The rhizoplane network comprised 152 nodes and 185 edges, spanning nine bacterial phyla, with Actinobacteriota, Proteobacteria, and Firmicutes being the most prevalent (Fig. 6f). Certain ARGs, such as erm35, ermA, blaOXA1, tetS, and tetO-02, were positively correlated with Methyloversatilis (p < 0.05, r > 0.5). In the phyllosphere, the network contained 76 nodes and 146 edges, with erm36, ermA, and tnpA-04 exhibiting the highest host potential (Fig. 6g). Notably, the phyllosphere network lacked the phyla Planctomycetota and Chloroflexi, distinguishing it from the rhizoplane network. In soybean seeds, the network consisted of 99 nodes and 101 edges, encompassing 11 bacterial phyla (Fig. 6h), with Proteobacteria, Firmicutes, and Actinobacteriota being the most prevalent. There was a positive correlation between ARGs and most of the bacteria. Across habitats, Proteobacteria, Firmicutes, Bacteroidota, and Actinobacteriota emerged as the primary potential hosts for ARGs and MGEs, underscoring their critical roles in ARG transmission and dissemination^[51]. ARGs and MGEs demonstrated a symbiotic relationship with bacteria in both soil and soybean systems, with significant overlaps observed between microbial hosts and ARGs.

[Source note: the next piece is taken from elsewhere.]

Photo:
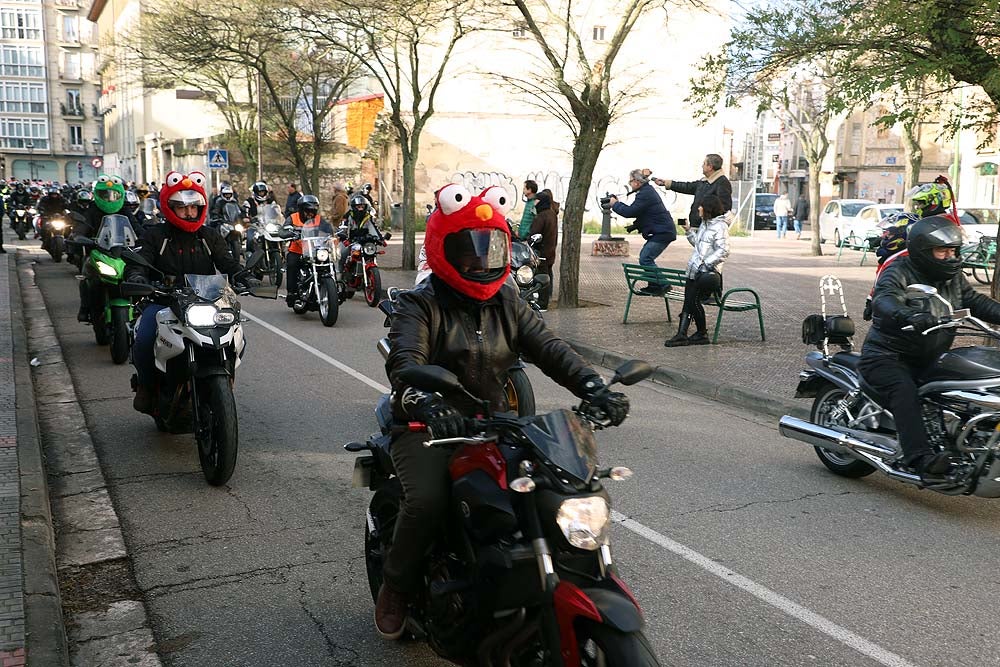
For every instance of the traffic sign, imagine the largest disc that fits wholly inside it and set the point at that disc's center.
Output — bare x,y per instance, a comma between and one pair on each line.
218,158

These findings confirm that ARGs can be carried by microbes, transferring from soil to rhizosphere bacteria and subsequently to plant tissues^[16].

In summary, BC effectively reduces ARG abundance in PMF-contaminated soils and inhibits ARG transfer from soil to soybeans. Although PE/BP residues promoted ARG proliferation, BC treatments (especially in-situ straw burning) reduced soil ARGs by up to 49.79%. Importantly, BC effectively inhibited the migration of ARGs from soil to plant leaves. The bioaccumulation factor (BAF) of ARGs in the phyllosphere decreased by 53.76% and 84.83% in the PEB and BPB treatments, respectively. Mechanistically, BC achieves this by altering PMF physicochemical properties and supplementing soil nutrients. Although BC caused short-term soil microbial disturbances, microbial communities recovered within three months without disrupting soil nutrient cycling. Given these findings, a one-size-fits-all straw management approach is inappropriate. Future strategies should account for crop type, burning intensity, and site conditions, with long-term studies needed to clarify ARG dynamics in diverse crops and rotation systems for comprehensive risk assessment.